From mboxrd@z Thu Jan  1 00:00:00 1970
Return-Path: <linux-btrfs-owner@vger.kernel.org>
Received: from mail-io0-f193.google.com ([209.85.223.193]:32951 "EHLO
        mail-io0-f193.google.com" rhost-flags-OK-OK-OK-OK) by vger.kernel.org
        with ESMTP id S1750866AbdAQMcd (ORCPT
        <rfc822;linux-btrfs@vger.kernel.org>);
        Tue, 17 Jan 2017 07:32:33 -0500
Received: by mail-io0-f193.google.com with SMTP id 101so15580367iom.0
        for <linux-btrfs@vger.kernel.org>; Tue, 17 Jan 2017 04:32:32 -0800 (PST)

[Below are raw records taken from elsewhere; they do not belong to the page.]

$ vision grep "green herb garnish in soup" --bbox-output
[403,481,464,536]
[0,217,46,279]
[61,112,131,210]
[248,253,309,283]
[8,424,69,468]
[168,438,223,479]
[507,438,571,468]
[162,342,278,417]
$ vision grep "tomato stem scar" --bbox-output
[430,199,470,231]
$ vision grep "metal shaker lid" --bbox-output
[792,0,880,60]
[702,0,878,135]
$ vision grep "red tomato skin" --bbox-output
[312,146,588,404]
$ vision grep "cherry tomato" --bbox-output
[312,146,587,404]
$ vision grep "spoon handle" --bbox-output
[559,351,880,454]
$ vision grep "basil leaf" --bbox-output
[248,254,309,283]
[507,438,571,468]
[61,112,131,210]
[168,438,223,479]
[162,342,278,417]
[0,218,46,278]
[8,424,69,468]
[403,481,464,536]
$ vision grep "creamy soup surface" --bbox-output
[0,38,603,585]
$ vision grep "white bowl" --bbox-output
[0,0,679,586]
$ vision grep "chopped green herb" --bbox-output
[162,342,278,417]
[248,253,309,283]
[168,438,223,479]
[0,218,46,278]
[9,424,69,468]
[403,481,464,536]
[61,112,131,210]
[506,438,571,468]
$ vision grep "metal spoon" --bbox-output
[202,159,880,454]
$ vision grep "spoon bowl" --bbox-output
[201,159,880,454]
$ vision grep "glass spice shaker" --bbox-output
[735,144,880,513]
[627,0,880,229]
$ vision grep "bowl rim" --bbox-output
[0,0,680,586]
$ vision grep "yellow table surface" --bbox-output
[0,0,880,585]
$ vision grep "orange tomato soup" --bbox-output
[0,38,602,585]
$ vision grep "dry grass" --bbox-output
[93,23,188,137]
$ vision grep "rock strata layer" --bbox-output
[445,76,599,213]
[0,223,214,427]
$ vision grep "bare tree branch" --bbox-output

Subject: Re: Unocorrectable errors with RAID1
To: Christoph Groth <christoph@grothesque.org>
References: <87o9z7dzvd.fsf@grothesque.org>
 <85a62769-0607-4be5-3c5b-5091bebea07e@gmail.com>
 <87fukjdna0.fsf@grothesque.org>
 <ab77b777-27d6-9943-adb2-b70b62a5ecb0@gmail.com>
 <87pojmavts.fsf@grothesque.org>
Cc: linux-btrfs@vger.kernel.org
From: "Austin S. Hemmelgarn" <ahferroin7@gmail.com>
Message-ID: <0cedce7a-5641-cbf2-d3d7-f0773fcc14c7@gmail.com>
Date: Tue, 17 Jan 2017 07:32:27 -0500
MIME-Version: 1.0
In-Reply-To: <87pojmavts.fsf@grothesque.org>
Content-Type: text/plain; charset=utf-8; format=flowed
Sender: linux-btrfs-owner@vger.kernel.org
List-ID: <linux-btrfs.vger.kernel.org>

On 2017-01-17 04:18, Christoph Groth wrote:
> Austin S. Hemmelgarn wrote:
>
>> There's not really much in the way of great documentation that I know
>> of.  I can however cover the basics here:
>>
>> (...)
>
> Thanks for this explanation.  I'm sure it will be also useful to others.
Glad I could help.
>
>> If the chunk to be allocated was a data chunk, you get -ENOSPC
>> (usually, sometimes you might get other odd results) in the userspace
>> application that triggered the allocation.
>
> It seems that the available space reported by the system df command
> corresponds roughly to the size of the block device minus all the "used"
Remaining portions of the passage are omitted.